Zeszliśmy do kuchni i zrobiliśmy sobie tosty. Jedliśmy w ciszy. Przyjemnej ciszy. Słońce wpadało do kuchni przez okno przy okazji rozświetlając nasze twarze. Oczy Bartka się pięknie mieniły w blasku słońca. Spojrzenia się wymieniały, ale w końcu tą atmosferę musiał ktoś przerwać. Usłyszeliśmy dzwonek do drzwi. Z początku myślałam, że będą to po prostu jego rodzice, ale się przeliczyłam.

-Czego chcesz?

-Mojego naszyjnika.

-On nie jest twój!

-Jest! Zostawiłam go tu! - położyła swoje dłonie na jego karku. - Bartuś, ja cię tak kocham - zmieniła ton mówienia. Myślałam, że krew mnie zaleje od środka.

-Wynoś się stąd!

-Już nie pamiętasz, jak było nam dobrze, gdy byliśmy razem?
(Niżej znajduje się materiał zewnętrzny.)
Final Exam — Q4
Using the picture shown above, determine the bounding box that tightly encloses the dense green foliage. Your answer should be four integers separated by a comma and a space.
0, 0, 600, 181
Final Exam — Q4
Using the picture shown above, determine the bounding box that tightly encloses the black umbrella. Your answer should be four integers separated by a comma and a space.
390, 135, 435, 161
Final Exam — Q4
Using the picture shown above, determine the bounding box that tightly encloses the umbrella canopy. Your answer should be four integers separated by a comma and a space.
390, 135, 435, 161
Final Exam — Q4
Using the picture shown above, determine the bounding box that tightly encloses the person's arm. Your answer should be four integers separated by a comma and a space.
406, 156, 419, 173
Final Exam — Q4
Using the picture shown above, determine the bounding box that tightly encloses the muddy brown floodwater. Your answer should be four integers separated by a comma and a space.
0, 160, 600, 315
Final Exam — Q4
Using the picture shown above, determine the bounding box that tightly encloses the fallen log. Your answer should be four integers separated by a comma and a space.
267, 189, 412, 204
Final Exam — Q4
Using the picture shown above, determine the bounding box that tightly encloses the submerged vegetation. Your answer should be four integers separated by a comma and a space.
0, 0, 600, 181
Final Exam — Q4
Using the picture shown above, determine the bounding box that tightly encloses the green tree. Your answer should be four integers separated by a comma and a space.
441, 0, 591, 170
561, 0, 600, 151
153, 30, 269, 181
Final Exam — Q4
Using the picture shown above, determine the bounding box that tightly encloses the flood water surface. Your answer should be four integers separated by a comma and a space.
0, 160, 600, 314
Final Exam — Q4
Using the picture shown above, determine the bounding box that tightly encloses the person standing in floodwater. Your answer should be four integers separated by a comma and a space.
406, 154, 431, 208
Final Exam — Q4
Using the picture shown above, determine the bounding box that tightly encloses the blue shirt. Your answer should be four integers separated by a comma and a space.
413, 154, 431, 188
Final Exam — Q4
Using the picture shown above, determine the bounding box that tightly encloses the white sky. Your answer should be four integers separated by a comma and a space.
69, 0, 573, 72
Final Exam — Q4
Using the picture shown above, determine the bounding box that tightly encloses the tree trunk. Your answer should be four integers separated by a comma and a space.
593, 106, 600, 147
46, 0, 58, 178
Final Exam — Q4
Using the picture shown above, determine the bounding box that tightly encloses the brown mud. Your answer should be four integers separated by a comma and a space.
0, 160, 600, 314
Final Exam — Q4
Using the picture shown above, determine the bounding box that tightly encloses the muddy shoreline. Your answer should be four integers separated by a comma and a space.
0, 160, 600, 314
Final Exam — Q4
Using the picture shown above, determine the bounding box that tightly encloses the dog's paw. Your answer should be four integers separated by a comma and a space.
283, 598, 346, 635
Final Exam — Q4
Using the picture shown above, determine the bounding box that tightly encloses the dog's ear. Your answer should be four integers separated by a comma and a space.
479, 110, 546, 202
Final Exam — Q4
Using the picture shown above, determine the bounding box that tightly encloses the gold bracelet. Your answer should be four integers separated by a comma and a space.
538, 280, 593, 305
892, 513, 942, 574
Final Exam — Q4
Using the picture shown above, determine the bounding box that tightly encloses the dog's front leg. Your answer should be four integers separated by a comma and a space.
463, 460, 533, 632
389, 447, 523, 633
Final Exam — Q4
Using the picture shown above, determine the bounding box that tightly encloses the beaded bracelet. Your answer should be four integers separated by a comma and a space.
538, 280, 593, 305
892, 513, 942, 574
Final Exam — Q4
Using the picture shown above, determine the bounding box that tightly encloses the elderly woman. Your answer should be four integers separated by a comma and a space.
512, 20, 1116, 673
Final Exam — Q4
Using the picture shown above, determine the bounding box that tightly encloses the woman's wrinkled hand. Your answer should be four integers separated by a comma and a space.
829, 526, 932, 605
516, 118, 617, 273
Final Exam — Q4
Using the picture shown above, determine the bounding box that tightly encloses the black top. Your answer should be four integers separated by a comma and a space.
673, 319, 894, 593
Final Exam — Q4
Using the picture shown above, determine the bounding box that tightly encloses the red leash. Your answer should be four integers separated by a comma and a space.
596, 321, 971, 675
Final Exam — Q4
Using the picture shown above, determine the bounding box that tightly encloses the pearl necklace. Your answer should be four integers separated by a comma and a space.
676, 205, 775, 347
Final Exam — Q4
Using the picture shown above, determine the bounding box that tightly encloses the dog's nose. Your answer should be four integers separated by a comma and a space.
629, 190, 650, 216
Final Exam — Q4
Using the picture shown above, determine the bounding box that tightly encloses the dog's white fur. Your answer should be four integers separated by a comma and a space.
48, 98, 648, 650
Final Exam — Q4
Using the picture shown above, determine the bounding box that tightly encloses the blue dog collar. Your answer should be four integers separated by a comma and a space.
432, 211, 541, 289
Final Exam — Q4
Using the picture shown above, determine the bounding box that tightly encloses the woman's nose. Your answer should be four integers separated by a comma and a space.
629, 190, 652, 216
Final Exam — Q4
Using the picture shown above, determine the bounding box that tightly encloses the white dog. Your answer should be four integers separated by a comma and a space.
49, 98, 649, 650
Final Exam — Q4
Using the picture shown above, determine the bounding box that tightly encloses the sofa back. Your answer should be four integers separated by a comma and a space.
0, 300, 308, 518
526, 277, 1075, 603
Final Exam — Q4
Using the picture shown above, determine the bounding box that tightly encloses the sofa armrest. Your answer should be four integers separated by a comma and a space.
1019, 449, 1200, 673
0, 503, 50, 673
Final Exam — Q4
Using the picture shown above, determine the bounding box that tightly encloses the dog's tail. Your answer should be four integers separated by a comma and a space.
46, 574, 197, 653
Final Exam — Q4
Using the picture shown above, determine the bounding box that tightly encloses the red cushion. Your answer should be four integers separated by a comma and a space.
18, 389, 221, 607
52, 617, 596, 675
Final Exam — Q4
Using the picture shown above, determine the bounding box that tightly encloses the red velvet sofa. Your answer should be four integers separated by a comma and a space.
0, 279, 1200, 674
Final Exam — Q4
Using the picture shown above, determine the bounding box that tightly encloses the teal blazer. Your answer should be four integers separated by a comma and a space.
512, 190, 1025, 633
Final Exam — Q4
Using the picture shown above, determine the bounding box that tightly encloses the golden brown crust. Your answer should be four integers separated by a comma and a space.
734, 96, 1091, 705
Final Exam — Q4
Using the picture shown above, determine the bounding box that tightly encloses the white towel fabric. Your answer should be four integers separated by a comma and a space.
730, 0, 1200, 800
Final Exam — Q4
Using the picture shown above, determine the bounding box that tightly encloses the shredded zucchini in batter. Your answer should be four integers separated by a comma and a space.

-Nie, nie było. Teraz jestem szczęśliwszy z kimś innym! - zabrał jej ręce ze swojego karku. - Wynoś się stąd! - powtórzył.

-Zgłoszę cię za kradzież! - drzwi trzasnęły.

-Nie wiem, co ja w niej widziałem.

Nie potrafię sobie teraz wyobrazić, jak wyglądałoby moje życie, gdyby nie Bartek. Przecież po tym wszystkim, co mnie spotkało, sama bym sobie nie poradziła.

-Dziękuję, że tu jesteś. Że się mną opiekujesz i wybaczasz wszystko, co zrobiłam źle i nierozsądnie.

-Dziękuję, że tu jesteś - zamknął moją dłoń w swojej. Uśmiechnęłam się.